I will deal with Deputy Boyd Barrett's question first because it is important. There are two levels to it. I was trying to answer in detail a set of questions from Deputy Sean Fleming which differed from Deputy Boyd Barrett's. They will require further analysis. We have obviously carried out an analysis of the impact of taking €1 billion out of the economy in general terms but the exact methodology was not known until we had a draft agreement so we could not do that work until now. I have already written to a number of trade union officials who posed that question about the impact of it. The bottom line is a very simple one. We must make adjustments. We must make expenditure reductions. The methodology of doing it through a reasonable pay reduction and extracting costs from public sector pay is less impactive on the economy than some of the alternatives, for example, cutting expenditure on social welfare or other areas. We need to get €300 million this year and €1 billion in expenditure reductions by 2015. The impact on the economy generally will be of the order of 0.25% but I will give the Deputy the details when we have crunched the numbers effectively. That is not an avoidable deduction if we are going to reduce public expenditure to the targets we are required under the troika agreement to meet, namely, to get it below 3% by 2015. There is no avoiding this. One does this in a way that is as effective and least impactive on the general economy as possible.

The contention that the burden falls on low and medium-income earners in the public service is wrong. If one looks objectively at it, one will see that what people earning below €35,000 are asked for is some extra hours' work but no reduction in pay in most instances. There are people who receive premium pay and so on. The final point concerns the point people keep churning out about the figure of 8% for nurses.
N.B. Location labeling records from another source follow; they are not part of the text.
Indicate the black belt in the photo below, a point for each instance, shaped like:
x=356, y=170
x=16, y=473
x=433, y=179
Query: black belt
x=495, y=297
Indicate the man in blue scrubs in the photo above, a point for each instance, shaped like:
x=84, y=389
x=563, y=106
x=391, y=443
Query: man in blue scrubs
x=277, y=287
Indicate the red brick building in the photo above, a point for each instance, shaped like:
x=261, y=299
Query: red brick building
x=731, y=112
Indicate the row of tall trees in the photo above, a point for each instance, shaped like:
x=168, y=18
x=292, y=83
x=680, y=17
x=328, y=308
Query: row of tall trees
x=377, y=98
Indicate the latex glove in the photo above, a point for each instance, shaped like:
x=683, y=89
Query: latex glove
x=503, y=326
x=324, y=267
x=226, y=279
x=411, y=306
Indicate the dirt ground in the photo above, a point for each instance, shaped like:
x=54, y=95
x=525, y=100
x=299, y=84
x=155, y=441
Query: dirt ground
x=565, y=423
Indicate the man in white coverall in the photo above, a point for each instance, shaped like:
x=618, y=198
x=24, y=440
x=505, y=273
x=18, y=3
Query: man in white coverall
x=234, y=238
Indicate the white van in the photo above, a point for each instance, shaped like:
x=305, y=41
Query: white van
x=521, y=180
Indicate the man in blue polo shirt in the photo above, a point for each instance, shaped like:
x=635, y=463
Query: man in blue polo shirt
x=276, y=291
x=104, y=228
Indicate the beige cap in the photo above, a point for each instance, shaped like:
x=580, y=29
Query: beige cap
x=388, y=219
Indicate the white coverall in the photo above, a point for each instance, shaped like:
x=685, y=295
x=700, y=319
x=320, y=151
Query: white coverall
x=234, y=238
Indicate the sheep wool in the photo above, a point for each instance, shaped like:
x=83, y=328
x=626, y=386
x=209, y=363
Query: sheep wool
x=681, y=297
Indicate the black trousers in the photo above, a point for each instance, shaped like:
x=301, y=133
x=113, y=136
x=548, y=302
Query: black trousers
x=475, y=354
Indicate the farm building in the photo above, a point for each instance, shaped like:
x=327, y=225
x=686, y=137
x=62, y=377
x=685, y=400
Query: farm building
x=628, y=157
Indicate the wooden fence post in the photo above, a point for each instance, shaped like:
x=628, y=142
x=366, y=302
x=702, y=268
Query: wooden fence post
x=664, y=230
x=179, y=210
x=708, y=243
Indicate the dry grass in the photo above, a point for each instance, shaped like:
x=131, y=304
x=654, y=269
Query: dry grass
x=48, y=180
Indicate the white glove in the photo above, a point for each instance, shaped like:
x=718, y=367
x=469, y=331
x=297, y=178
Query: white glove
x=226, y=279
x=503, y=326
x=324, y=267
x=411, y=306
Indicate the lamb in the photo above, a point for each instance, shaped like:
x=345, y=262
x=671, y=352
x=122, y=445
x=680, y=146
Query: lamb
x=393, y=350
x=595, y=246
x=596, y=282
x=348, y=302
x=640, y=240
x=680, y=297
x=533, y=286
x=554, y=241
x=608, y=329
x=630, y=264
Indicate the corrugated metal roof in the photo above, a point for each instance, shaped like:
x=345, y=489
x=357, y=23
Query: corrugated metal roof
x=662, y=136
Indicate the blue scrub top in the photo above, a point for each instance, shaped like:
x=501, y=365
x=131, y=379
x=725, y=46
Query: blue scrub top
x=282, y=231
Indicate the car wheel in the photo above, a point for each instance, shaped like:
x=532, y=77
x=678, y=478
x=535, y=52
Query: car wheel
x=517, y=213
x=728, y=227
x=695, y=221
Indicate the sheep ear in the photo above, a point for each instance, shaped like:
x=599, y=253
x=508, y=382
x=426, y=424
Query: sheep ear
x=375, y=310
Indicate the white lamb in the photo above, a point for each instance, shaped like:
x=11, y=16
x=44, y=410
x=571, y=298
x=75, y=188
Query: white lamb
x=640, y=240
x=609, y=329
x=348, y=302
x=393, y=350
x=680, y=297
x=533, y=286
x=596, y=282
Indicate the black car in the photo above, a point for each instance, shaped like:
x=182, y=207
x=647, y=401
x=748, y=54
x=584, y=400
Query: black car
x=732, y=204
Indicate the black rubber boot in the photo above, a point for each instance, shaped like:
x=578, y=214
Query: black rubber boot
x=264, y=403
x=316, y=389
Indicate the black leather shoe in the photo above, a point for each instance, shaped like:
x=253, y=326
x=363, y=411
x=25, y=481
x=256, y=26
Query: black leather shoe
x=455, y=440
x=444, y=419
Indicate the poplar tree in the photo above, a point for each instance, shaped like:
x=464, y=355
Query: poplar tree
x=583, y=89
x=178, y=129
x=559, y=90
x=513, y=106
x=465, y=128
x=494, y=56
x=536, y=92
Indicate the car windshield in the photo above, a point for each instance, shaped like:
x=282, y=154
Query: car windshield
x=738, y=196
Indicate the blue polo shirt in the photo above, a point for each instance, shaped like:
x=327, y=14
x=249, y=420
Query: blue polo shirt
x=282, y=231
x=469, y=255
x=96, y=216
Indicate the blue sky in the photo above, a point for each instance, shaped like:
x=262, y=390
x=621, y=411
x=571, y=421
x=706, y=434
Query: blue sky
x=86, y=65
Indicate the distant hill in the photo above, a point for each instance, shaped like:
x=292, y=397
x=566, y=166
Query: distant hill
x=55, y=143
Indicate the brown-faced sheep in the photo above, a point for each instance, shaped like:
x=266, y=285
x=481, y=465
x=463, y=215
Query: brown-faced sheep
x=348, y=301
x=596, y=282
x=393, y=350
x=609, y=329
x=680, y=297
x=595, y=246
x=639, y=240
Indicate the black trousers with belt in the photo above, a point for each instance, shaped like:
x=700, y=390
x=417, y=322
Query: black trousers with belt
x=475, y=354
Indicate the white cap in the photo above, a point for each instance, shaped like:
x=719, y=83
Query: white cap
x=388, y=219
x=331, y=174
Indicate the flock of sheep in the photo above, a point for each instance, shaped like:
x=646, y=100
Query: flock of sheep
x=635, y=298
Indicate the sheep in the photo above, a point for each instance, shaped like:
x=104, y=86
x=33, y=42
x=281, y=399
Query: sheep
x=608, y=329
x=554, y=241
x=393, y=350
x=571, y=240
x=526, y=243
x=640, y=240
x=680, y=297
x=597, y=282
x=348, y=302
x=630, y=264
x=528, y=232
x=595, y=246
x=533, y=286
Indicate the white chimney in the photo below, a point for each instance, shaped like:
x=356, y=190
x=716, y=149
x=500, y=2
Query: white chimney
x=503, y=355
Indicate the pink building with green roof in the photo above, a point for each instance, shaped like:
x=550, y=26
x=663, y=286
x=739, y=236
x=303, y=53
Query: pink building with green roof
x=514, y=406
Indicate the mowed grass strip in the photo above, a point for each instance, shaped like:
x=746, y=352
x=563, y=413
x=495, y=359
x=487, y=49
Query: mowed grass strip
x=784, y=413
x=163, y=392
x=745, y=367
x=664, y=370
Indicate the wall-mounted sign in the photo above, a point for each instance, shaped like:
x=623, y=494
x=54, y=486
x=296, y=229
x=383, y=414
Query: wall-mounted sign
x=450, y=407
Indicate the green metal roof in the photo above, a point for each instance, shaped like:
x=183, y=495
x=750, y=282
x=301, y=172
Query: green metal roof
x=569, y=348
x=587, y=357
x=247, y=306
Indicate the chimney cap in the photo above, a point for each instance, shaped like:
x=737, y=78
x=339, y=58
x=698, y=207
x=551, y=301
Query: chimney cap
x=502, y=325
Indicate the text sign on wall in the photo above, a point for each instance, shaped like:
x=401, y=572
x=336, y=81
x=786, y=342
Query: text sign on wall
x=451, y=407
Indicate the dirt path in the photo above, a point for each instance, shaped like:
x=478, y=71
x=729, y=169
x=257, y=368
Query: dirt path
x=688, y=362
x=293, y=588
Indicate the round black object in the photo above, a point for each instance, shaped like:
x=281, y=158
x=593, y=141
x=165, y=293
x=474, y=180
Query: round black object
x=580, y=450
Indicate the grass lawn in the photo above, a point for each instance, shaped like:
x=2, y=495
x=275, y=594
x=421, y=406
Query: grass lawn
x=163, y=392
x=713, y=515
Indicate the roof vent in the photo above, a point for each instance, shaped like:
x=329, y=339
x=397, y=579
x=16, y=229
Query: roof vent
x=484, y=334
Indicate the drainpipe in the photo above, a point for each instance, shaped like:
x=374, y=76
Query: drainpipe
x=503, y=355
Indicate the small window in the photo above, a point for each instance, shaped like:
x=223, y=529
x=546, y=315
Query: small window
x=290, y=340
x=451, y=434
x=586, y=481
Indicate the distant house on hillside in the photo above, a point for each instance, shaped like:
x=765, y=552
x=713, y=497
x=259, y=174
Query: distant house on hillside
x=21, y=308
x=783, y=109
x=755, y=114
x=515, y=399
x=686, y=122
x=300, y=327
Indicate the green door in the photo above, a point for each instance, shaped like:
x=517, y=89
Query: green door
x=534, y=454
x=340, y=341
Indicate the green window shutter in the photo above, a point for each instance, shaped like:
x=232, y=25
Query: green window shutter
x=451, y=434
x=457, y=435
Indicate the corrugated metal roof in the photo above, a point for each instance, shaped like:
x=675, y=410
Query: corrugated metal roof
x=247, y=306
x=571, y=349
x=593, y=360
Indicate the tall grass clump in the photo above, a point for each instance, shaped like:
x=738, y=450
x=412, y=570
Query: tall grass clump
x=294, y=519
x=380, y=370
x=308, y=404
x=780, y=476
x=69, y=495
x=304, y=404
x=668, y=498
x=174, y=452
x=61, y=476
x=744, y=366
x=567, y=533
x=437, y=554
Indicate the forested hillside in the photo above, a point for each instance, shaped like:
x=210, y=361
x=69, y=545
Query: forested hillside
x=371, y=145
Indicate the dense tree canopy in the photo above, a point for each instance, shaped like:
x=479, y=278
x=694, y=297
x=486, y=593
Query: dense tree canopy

I have not looked at all the figures yet but in order to have that reduction, one would need to work something like 22 Sundays and premium days and have a disproportionate element of one's income on the premium side. We are trying to devise a fair pay deal for 390,000 people. Low-paid workers who work 9 to 5 and do not get premium pay should not be disproportionately hit either. In the round, this is a fair, balanced and, for that reason, complicated deal that I hope people will reflect upon.